That’ll take time, something Jaguars head coach Doug Pederson has emphasized again and again as he met with the media at large for a second time since being named the HC earlier this month.
Pederson reiterated just that during his press conference on Friday, shortly after he finalized the team’s coaching staff just a day prior. When asked about the team’s roster, Pederson made caution that this is not going to be an overnight fix.
“I said I think in my opening remarks a couple weeks ago that it’s not an overnight fix, and it’s going to be a fix that we’ve got to do it one player at a time, one coach at a time, and get it turned around,” he remarked.
Pederson isn’t wrong. The team is going to need a bit more than just a couple of new coaches and maybe a player or two to get to a high level of football. Still, the changes they make today could have a major impact and propel them forward in order to reach that goal someday.
That’s the case with Jaguars defensive coordinator Mike Caldwell. A soft-spoken, bright-minded veteran defensive coach that has extensive experience in the NFL as both a player and a defensive coach.
Though he has not coordinated a defense before, his experience in working with some of the brightest minds in the business such as Todd Bowles, Jim Johnson and John Harbaugh has certainly laid the foundation for the type of play-caller he wants to be.
Pederson certainly believes that will be the case, an aggressive defensive coach that will translate to the players, too.
“It’s an aggressive mindset, and those are the conversations that Mike and I have had is we want to maintain the aggressiveness, we want to be able to put our players in position to make plays,” Pederson said of his conversation with Caldwell.
“Moving a Josh Allen around, moving a Chaisson, moving these guys around, moving safeties around, other backers.

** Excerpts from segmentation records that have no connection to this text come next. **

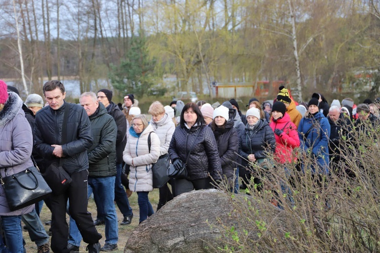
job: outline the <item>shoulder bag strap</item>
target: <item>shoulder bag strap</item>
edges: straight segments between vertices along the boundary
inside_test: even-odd
[[[195,136],[195,139],[194,139],[194,141],[193,142],[193,145],[192,145],[192,148],[190,149],[190,151],[188,152],[188,154],[187,155],[187,158],[186,158],[186,164],[187,164],[187,162],[188,161],[188,158],[190,157],[190,153],[192,153],[192,150],[193,150],[193,148],[194,147],[194,144],[195,144],[195,142],[197,141],[197,137],[198,137],[198,134],[199,134],[199,132],[201,131],[201,128],[202,127],[201,126],[199,128],[199,130],[198,130],[198,132],[197,133],[197,136]]]
[[[63,123],[62,125],[62,139],[61,139],[61,145],[66,143],[66,138],[67,132],[67,118],[68,118],[69,111],[70,110],[70,104],[65,102],[65,111],[63,112]],[[63,161],[62,158],[59,159],[59,166],[62,166]]]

Really presenting a picture to the offense where maybe you don’t know where the blitz is coming from.”
Putting players in a position to succeed has been a problem in Jacksonville for quite some time. With a player like former first-round pick K’Lavon Chaisson, the Jaguars used him as a SAM linebacker in 2021, perhaps not allowing him to get after the passer as he was selected to do in 2020.
Still, an aggressive mindset is what Caldwell has preached, and that’s what he noted will be the case in Jacksonville as he takes the opportunity given to him by Pederson and runs with it.
“My history and my influences have been Todd Bowles, Jim Johnson, John Harbaugh, just to name a few, and that’s just my nature,” Caldwell told the media on Friday. “I believe as a coach when you’re on the defense you have to affect the quarterback, you have to affect the offense, and that enables you to go out there and be successful.”
Some things he took away from guys like Bowles and Johnson is really about the philosophy those two coaches laid out.
“If you’re attacking on defense, you’re going to make the offense adjust to what you’re doing, and if you affect them the right way, show a look this way and come from somewhere else, affect them the right way, now it disrupts their timing, and advantage defense.”
It seems so simple on the surface, but that’s how the Tampa Bay Buccaneers have won as of late with its defense. Sure, there are times when the call can be unforgiving - such as the way Tampa lost in the playoffs this year -, but it also allows a defense to flourish and get takeaways, something the Jaguars struggled mightily with last year.
Still, the Jaguars' defense will ultimately be whatever the players dictate it will be, Caldwell noted.
“It’s really not going to be we’re going to be this type of defense. That one, I’m going to look at the personnel, understand what they do well, let them go out there and do it well, and that’s where success comes from.”
A novel concept, something that the Jaguars appear to be in lockstep about from offense to defense and perhaps special teams, too.